Minas Gerais, século 19. Mulheres negras escravizadas enrolavam sobras de carne no meio de massinhas de angu e levavam para as senzalas, sem que os senhores vissem. Assim foi criado o pastel de angu, um bolinho com massa de fubá, que já nasceu baseado na resistência, na cooperação e na solidariedade.
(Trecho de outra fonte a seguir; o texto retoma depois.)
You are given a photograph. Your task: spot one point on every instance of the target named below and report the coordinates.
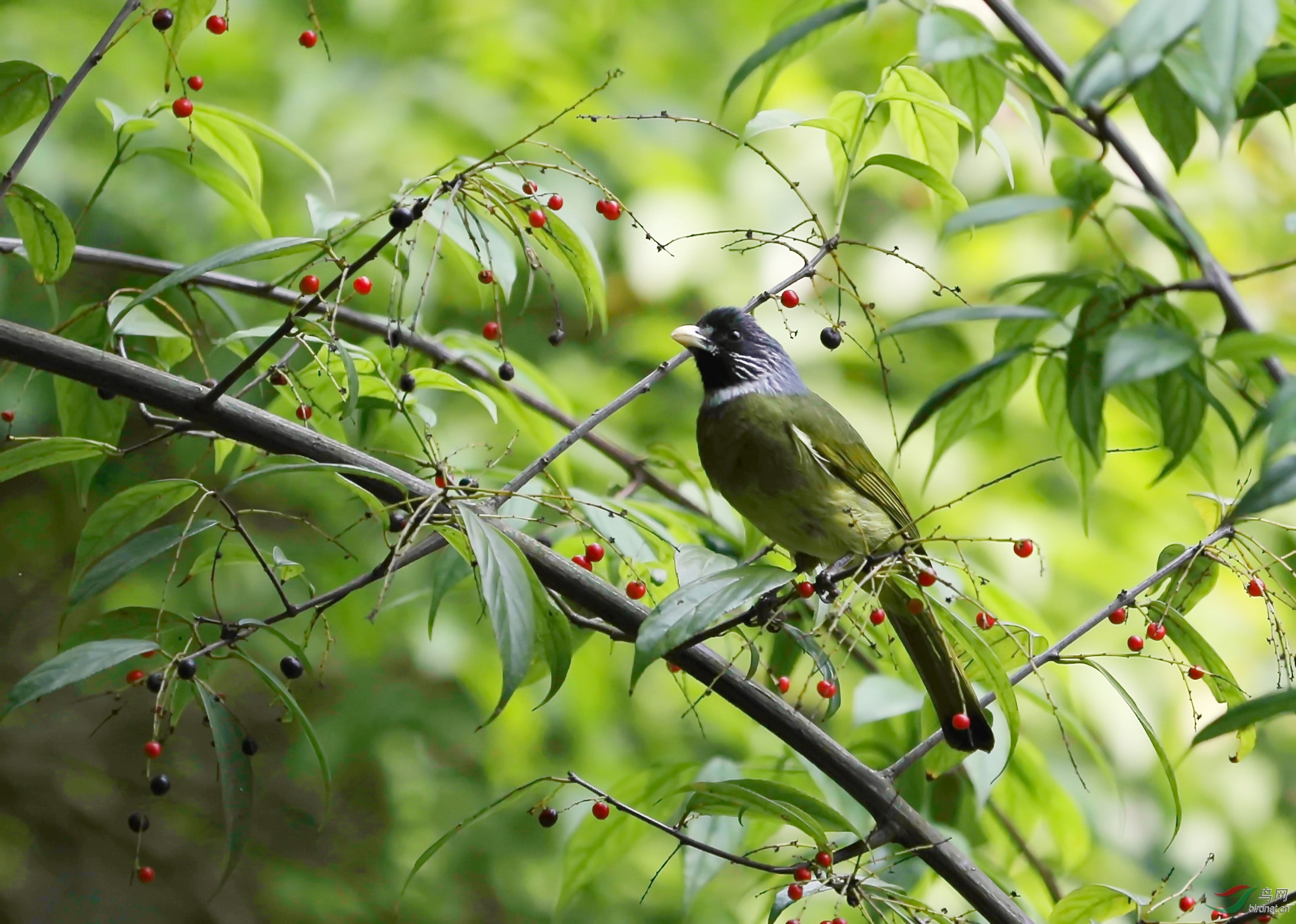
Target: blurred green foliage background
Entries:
(412, 83)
O curta-metragem “Angu Recheado de Senzala”, do artista e chef mineiro Stanley Albano, é uma agulha neste imenso palheiro de escassez de filmes que retratem a contribuição do povo negro na gastronomia brasileira. O curta recria fatos para mostrar a história da criação do pastel de angu, patrimônio da cultura de Minas Gerais desde 2010. Stanley tempera a narrativa singela com pitadas que evidenciam o racismo estrutural vivenciado por negros e negras nas fazendas mineiras.
Rica em pratos à base de porco, gado, frango, queijo, feijão e milho, a culinária de Minas Gerais tem muitas receitas originárias do final do século 19, período marcado pelo regime escravocrata.
As pretas, mucamas, “eleitas” para fazer e servir as comidas para os senhores na casa grande das fazendas, juntavam os restos de carne que sobravam nos pratos depois das fartas refeições. No entanto, mesmo sendo sobras, os escravos não tinham direito a essa regalia de comer carne. Podiam comer o angu, farinha de milho cozida na água e era isso. As escravas então colocavam os restos de carne em cumbucas e cobriam com o angu e isso era levado para a senzala.
Qualquer semelhança com o escondidinho não deve ser só coincidência, não é? O filme não fala do escondidinho, mas me parece que o pastel de angu pode ter a mesma origem desse prato misterioso feito com um purê de aipim cobrindo diferentes recheios, em geral de carne desfiada.
No curta de Stanley Albano, o tal angu foi transformado em um bolinho e a carne foi escondida lá dentro. O bolinho foi achatado e frito na banha e assim teria surgido a iguaria que hoje se encontra em todo boteco, feira e festa popular de Minas. Hoje, os recheios são abusivos: carne, queijo, queijo com carne, couve com bacon, umbigo de banana, frango com quiabo e por aí vai.
Como boa parte dos jovens negros de periferia, com apenas 15 anos de idade, Stanley já acumulava passagens por trabalhos em telemarketing, açougues e carpintaria, e então atuou como garçom. A proximidade com a cozinha despertou o sonho de ter seu próprio negócio e em 2019, ele conseguiu a façanha: abriu o MandakNega, em Belo Horizonte, e ali começou a inventar e experimentar receitas.
Veio a pandemia e Stanley se viu obrigado a fazer entregas em domicílio e para impulsionar o negócio incrementou seu instagram com minivideos que ele mesmo produzia no celular. Veio à tona um misto de gosto e de talento pelo cinema e pela atuação. Seu primeiro curta Morde & Assopra estreia em 2020 e percorreu alguns festivais nacionais. Em seguida, ele roteirizou, produziu, dirigiu e ainda atuou em sua segunda produção: “Angu recheado de senzala”
A proposta surgiu depois de receber a demanda para vender pastéis de angu em um evento. Na pesquisa sobre a receita, ele descobriu a origem vinculada à escravidão. Tomara que surjam mais receitas, mais filmes. Por ora, vamos aos pastéis.
Ah, você quer fazer seu pastel? Existem inúmeras receitas disponíveis na internet. Só dar uma busca e rapidinho surge. Mas ok, vou ser boazinha. Neste link tem uma receita bem tradicional e fácil de fazer. Divirta-se e bom apetite.